To conclude, the type profiles associated with animals, vegetables and objects/body parts have enough internal coherence that they robustly identify these macro-classes in both languages. Interestingly, a 3-way distinction of this sort – excluding body parts – is seen as fundamental on the basis of neuro-cognitive data by Caramazza and Shelton (1998). On the other hand, we did not find evidence that more granular distinctions could be made based on the few (6) and very general types we used. We plan to explore the distribution across the remaining types in the future (preliminary clustering experiments show that much more nuanced discriminations, even among all 10 categories, can be made if we use all types). However, for our applied purposes, it is sensible to focus on relatively coarse but well-defined classes, and on just a few common relation types (alternatively, we plan to combine types into superordinate ones, e. g. external and internal quality). This should simplify both the automatic harvesting of corpus-based properties of the target types and the structuring of the dictionary relational interface.
Finally, the peculiar object-like behaviour of body parts on the one hand, and the special nature of horse, on the other, should remind us of how concept classification is not a trivial task, once we try to go beyond the most obvious categories typically studied by cognitive scientists – animals, plants, manipulable tools. In a lexicographic perspective, this problem cannot be avoided, and, indeed, the proposed approach should scale in difficulties to even trickier domains, such as those of actions or emotions.
Conclusion
This research is part of a project that aims to investigate the cognitive salience of semantic relations for (pedagogical) lexicographic purposes. The resulting most salient relations are to be used for revising and adding to the word field entries of a multilingual electronic dictionary in a language learning environment.
We presented a multi-lingual concept description experiment. Participants produced different semantic relation type patterns across concept classes. Moreover, these patterns were robust across the two native languages studied in the experiment – even though a closer look at the data suggested that linguistic constraints might affect (verbalisations of) conceptual representations (and thus, to a certain extent, which properties are produced). This is a promising result to be used for automatically harvesting semantically related words for a given lexical entry of a concept class.
However, the granularity of concept classes has to be defined. In addition, to yield a larger number of usable data for the analysis, a re-mapping of the rare semantic relation types occurring in the actual data set should be conducted. Moreover, the stimuli set will have to be expanded to include, e. g., abstract concepts – although we hope to mine some abstract concept classes on the basis of the properties of our concept set (colors, for example, could be characterized by the concrete objects of which they are typical).

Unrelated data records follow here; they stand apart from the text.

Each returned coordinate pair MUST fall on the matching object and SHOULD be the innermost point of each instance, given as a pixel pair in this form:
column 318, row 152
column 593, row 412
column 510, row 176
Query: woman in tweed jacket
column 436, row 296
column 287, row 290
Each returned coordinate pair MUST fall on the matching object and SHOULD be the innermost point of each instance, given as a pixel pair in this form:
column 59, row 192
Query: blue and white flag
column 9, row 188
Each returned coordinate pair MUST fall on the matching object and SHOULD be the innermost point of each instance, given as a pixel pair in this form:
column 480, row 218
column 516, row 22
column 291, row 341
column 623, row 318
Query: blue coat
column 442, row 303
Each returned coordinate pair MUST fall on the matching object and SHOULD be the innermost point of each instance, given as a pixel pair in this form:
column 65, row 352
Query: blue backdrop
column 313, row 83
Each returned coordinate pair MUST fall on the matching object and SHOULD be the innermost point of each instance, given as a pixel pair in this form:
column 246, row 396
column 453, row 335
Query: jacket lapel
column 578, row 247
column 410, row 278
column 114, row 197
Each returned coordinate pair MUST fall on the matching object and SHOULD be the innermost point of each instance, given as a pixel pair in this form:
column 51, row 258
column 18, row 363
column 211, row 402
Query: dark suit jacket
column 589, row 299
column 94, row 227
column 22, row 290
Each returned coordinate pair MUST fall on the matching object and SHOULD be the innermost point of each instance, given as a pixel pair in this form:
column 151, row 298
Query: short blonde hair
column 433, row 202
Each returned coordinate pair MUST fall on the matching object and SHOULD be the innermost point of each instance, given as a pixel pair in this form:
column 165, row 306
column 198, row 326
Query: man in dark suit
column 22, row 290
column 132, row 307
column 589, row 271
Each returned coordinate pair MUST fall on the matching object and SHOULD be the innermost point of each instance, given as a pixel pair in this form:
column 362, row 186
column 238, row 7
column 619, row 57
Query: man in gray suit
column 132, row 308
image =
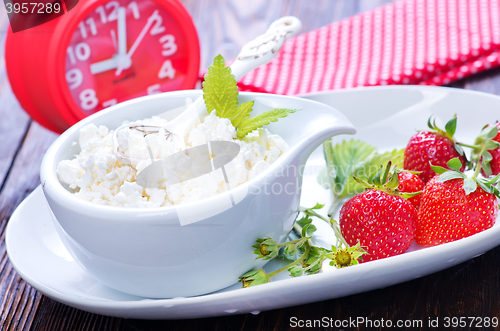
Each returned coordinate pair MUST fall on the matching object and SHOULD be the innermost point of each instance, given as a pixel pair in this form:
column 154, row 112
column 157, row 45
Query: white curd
column 96, row 175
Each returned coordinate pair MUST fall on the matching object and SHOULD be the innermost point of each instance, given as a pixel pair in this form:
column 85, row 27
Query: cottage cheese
column 96, row 175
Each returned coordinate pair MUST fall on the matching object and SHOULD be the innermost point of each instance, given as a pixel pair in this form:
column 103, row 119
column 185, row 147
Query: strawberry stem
column 480, row 163
column 475, row 147
column 299, row 260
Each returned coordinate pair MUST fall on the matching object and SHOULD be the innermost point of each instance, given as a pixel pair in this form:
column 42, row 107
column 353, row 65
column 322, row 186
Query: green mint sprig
column 353, row 157
column 305, row 256
column 220, row 93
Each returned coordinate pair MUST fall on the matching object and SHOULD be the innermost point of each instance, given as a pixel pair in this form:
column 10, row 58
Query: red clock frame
column 36, row 63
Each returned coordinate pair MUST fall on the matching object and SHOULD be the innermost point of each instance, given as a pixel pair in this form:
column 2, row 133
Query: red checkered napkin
column 427, row 42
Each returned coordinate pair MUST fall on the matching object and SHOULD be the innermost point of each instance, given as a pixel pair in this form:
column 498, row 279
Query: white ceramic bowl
column 195, row 248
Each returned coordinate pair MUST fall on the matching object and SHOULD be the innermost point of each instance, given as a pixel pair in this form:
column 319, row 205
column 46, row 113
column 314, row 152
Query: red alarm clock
column 99, row 54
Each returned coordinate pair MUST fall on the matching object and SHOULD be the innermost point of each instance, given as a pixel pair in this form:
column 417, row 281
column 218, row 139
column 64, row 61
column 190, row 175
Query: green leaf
column 459, row 149
column 451, row 126
column 369, row 168
column 487, row 168
column 492, row 144
column 377, row 178
column 250, row 124
column 454, row 164
column 304, row 221
column 487, row 156
column 241, row 113
column 394, row 182
column 493, row 180
column 491, row 133
column 469, row 185
column 323, row 178
column 449, row 175
column 439, row 170
column 219, row 89
column 295, row 271
column 308, row 230
column 487, row 188
column 317, row 206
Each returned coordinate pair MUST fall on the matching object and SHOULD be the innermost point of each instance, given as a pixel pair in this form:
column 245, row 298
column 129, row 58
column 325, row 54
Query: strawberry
column 383, row 223
column 486, row 148
column 381, row 219
column 410, row 183
column 435, row 146
column 455, row 206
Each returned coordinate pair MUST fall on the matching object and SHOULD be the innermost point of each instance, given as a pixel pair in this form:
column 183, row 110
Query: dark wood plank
column 19, row 300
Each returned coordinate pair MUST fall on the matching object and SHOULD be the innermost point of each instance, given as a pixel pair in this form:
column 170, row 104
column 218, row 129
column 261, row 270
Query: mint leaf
column 343, row 159
column 370, row 168
column 241, row 113
column 250, row 124
column 449, row 175
column 439, row 170
column 469, row 185
column 454, row 164
column 451, row 126
column 219, row 89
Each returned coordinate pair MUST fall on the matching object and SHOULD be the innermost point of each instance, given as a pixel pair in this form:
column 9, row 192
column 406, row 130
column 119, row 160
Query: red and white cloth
column 428, row 42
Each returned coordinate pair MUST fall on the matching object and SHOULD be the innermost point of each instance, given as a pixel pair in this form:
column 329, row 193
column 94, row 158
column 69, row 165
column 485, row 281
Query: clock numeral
column 154, row 89
column 109, row 103
column 83, row 32
column 80, row 52
column 91, row 23
column 102, row 14
column 88, row 99
column 113, row 16
column 168, row 44
column 114, row 5
column 157, row 27
column 166, row 70
column 135, row 9
column 74, row 77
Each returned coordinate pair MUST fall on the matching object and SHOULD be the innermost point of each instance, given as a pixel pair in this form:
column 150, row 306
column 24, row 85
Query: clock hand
column 113, row 38
column 122, row 32
column 98, row 67
column 138, row 40
column 120, row 59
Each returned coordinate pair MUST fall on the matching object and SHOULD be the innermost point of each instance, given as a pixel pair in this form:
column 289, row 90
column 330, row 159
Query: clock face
column 126, row 49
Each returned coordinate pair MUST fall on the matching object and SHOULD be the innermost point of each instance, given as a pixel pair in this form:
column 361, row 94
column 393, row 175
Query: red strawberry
column 383, row 223
column 410, row 183
column 454, row 206
column 486, row 147
column 435, row 146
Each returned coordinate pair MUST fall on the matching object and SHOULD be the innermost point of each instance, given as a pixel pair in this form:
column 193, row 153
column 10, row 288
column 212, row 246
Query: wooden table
column 471, row 289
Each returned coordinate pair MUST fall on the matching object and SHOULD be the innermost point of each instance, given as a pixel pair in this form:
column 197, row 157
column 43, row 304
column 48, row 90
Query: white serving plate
column 384, row 116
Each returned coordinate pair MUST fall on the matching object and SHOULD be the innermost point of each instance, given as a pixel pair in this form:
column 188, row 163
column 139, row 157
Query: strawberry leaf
column 487, row 188
column 449, row 175
column 492, row 144
column 491, row 133
column 454, row 164
column 487, row 169
column 241, row 113
column 459, row 149
column 451, row 126
column 219, row 88
column 487, row 156
column 469, row 185
column 438, row 170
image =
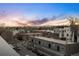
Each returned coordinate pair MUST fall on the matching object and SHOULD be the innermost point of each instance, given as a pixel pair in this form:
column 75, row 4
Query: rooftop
column 54, row 40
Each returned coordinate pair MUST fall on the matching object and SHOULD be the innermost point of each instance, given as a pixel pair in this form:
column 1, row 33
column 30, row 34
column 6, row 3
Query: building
column 49, row 46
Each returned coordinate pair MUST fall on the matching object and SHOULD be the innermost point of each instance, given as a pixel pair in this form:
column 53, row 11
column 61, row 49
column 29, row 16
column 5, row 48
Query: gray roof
column 54, row 40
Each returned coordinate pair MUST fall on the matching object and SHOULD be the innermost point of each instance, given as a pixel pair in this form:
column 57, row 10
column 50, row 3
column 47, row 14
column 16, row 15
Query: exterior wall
column 43, row 46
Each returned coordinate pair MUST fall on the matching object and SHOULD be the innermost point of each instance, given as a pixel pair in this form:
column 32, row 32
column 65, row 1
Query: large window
column 58, row 48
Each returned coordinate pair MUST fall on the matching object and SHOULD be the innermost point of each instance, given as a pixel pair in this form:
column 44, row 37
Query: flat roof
column 54, row 40
column 5, row 49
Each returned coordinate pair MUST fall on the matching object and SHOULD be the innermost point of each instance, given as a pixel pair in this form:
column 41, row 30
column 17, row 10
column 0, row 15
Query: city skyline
column 39, row 10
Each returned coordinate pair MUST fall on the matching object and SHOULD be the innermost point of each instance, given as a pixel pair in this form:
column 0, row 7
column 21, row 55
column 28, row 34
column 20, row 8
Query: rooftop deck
column 54, row 40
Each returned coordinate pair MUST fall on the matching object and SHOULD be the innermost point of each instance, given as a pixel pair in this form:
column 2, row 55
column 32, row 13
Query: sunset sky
column 39, row 10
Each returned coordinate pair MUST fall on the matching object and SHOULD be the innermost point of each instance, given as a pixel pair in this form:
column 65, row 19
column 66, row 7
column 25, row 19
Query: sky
column 39, row 10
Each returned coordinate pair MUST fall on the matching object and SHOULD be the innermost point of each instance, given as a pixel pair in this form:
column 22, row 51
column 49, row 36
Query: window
column 49, row 45
column 58, row 48
column 67, row 34
column 32, row 40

To complement the production experiment results, we aim to conduct an experiment which investigates the perceptual salience of the produced semantic relations (and possibly additional ones), in order to detect inconsistencies between generation and retrieval of salient properties. If, as we hope, we will find that essentially the same properties are salient for each class across languages and both in production and perception, we will then have a pretty strong argument to suggest that these are the relations one should focus on when populating multi-lingual dictionaries.
Of course, the ultimate test of our approach will come from empirical evidence of the usefulness of our relation links to the language learner. This is, however, beyond the scope of the current project.